It is extremely arrogant to feel entitled to take our stress, pain, anger, frustration, sadness or any other negative emotion out on others. It is akin to saying ‘I am more important than you are’ or ‘My pain is more important than you are.’

2. It’s Immature:

It is the toddler in the supermarket throwing themselves on the floor in a thunderous tantrum. When we grow up we mature enough to understand every single human being has individual problems and stressors and we need to deal with them. We need to learn adult ways to cope with our issues. We need to talk about them, exercise, go to counseling, slow our lives down, get out of a bad relationship, quit the unfulfilling job, etc. Whatever it takes to handle our own personal lives in the best manner.

3. It’s Abusive:

It is absolutely abusive to believe another individual deserves to be on the receiving end of our pain. It is essentially turning them into a human punching bag. A place to reactively thrust our own hurt and frustrations. There’s never an excuse for repeatedly bad behavior. Especially when it results in emotionally abusive behavior towards another human being.

4. It’s Transferring:

Taking out our moods on others is passing the negative baton to the next individual. This ball of hurt, anger, frustration, and/or sadness is transferred to someone who never deserved it. Additionally, it makes an overly caring person, aka the enabler, pleaser or fixer morph into an overly responsible mode. They now take on the moody person’s problems and exhaust themselves by figuring out ways to fix it, please them enough to counteract the mood or continue to put up with the abusive behavior.

5. It’s Disrespectful:

Respect is essentially getting out of our own world enough to respect the world of others. Respect recognizes every person’s life is not exactly the same nor should it be. It’s a mature awareness of how others deserve to be treated. Hence, individuals should be met with respect and kindness. A humble interaction between two human beings. They should not be beaten and dragged into another person’s emotional warzone.
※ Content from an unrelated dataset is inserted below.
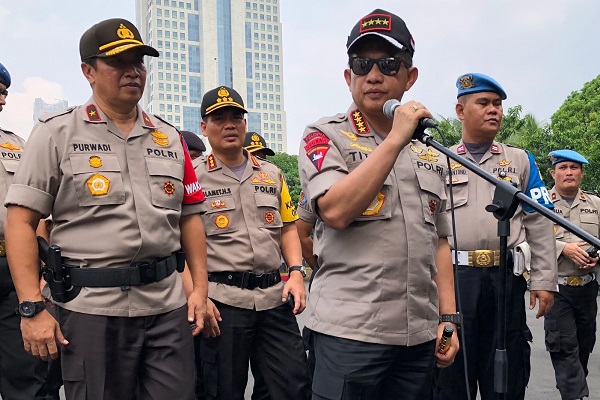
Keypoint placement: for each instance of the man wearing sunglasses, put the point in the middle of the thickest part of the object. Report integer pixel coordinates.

We can’t change people but we can establish self-protection and personal boundaries.

Do not put up with someone who has a continued habit of taking out their moods on others.

Move on or establish healthy parameters for the friendship, job or relationship.

And yes, there are a lot of good people who take out their moods on persons they know and love. However, there is a difference between good people and good behavior. A nice person can still be capable of bad behavior. All human beings can. The difference is how aware an individual is of how they treat others, the self-responsibility and accountability they take for their own behavior and if the bad behavior/moods are fairly constant.